Tell us about an important moment in your career.
In 2017, I was the recipient of the David C. Driskell Prize in recognition of my contributions to the field of African American art history. Awarded yearly by the High Museum of Art, the prize is named for David C. Driskell, an artist and groundbreaking scholar of the African Diaspora. Past winners include scholar Kellie Jones, curator Franklin Sirmans, and artist Mark Bradford. Receiving such an honor at such a pivotal point in my career was truly a humbling and exciting experience.
Can you share a highlight from your time at CAAM?

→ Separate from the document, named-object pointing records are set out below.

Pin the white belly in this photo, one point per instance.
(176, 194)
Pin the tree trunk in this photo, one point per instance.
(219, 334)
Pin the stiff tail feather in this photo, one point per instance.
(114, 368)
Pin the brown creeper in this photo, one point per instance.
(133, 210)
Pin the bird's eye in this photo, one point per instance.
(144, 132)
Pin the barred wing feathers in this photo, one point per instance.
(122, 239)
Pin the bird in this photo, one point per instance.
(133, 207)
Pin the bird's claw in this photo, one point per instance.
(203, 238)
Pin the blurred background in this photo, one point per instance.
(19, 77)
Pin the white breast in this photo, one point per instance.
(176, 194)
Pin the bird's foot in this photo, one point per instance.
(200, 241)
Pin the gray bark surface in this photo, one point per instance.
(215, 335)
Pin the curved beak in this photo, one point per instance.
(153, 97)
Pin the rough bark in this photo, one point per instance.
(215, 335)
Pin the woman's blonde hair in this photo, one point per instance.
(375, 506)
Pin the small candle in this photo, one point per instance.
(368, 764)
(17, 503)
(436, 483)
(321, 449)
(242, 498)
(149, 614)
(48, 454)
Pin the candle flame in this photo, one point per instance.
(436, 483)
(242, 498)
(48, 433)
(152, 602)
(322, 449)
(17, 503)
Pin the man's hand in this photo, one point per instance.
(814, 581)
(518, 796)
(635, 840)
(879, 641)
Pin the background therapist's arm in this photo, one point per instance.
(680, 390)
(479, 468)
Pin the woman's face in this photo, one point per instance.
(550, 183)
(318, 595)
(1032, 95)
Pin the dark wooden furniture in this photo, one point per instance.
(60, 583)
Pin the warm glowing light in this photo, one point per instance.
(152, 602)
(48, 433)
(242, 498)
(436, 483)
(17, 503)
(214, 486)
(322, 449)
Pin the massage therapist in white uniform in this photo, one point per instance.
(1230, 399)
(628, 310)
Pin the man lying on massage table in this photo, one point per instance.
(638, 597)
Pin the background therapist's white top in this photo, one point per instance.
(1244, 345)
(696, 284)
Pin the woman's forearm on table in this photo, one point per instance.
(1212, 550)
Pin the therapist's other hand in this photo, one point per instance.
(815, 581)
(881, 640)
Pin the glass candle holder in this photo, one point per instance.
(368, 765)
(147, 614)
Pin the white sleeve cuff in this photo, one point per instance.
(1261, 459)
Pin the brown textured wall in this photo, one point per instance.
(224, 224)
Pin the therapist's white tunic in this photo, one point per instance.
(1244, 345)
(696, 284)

I joined as deputy director and oversaw curatorial, education, marketing, and the website. It was really exciting to be back in my hometown and being able to assess where the needs were, especially in light of how the city was changing. While I was extremely proud to oversee the rebrand of the museum or launch the new website, seeing the museum activated in new ways really meant a lot to me. For example, we restructured openings to be seasonal. We dubbed it “Can’t Stop, Won’t Stop!” and brought DJs and food trucks so we could make the evening an entire experience. The openings brought together 1,500 to 2,000 people and they were all having a good time. The idea is that it’s about discovery. Maybe you’re coming for the food trucks or the DJ, but then you discover an artist and another exhibition. People were coming up to me, saying, “I didn’t even know about this artist,” or “I had no idea about this moment in history.” People came into the museum and saw it as a safe space, and they felt that the museum was giving them permission to agree or disagree with what was on view. That was a super proud moment for me.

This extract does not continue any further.